The Clash Sandinista! CBS
Within a four-minute song on the fourth side of their fourth album, British punk band The Clash switched gears and transformed themselves from urban guerillas into a worldwide political phenomenon.
Washington Bullets, one of the key tracks on the Sandinista! album, marked the moment when the London band, notorious for spewing scorn and bile on injustice at home, grew up and turned their guns on the evils of world politics.
Mao Zedong, Augusto Pinochet, Fidel Castro and, most controversially, the White House, were caught in the crosshairs of frontman Joe Strummer's incendiary lyrics. From the atrocity of the failed Bay of Pigs assault, the US-backed overthrow of Salvador Allende in Chile and the oppression of Leonid Brezhnev's Soviet Union, it was a tour-de-force snapshot of a world run by despots.

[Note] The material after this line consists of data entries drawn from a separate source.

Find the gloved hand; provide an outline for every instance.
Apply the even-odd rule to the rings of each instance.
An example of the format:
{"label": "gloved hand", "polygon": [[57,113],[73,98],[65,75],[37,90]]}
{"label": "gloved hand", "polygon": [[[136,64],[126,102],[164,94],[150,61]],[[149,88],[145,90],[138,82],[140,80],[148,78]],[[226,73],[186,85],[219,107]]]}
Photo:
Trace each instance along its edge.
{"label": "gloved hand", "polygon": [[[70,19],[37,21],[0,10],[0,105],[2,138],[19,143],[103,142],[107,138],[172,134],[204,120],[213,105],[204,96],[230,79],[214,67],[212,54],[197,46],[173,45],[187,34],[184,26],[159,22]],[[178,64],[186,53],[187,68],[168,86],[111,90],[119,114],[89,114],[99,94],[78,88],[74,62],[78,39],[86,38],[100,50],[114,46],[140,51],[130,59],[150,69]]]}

And to emphasise the point, the blood and fire sentiment was juxtaposed against a lilting calypso rhythm and melody more redolent of the lapping seas on a Caribbean beach than a laundry list of dictatorial abuse.
Washington Bullets is a pivotal track on a pivotal album, the band's magnum opus that broke them onto a wider, global audience and almost broke them financially in the process. While Sandinista! is essentially a six-sided political manifesto, it is Washington Bullets that best captures the tension and angst of the times.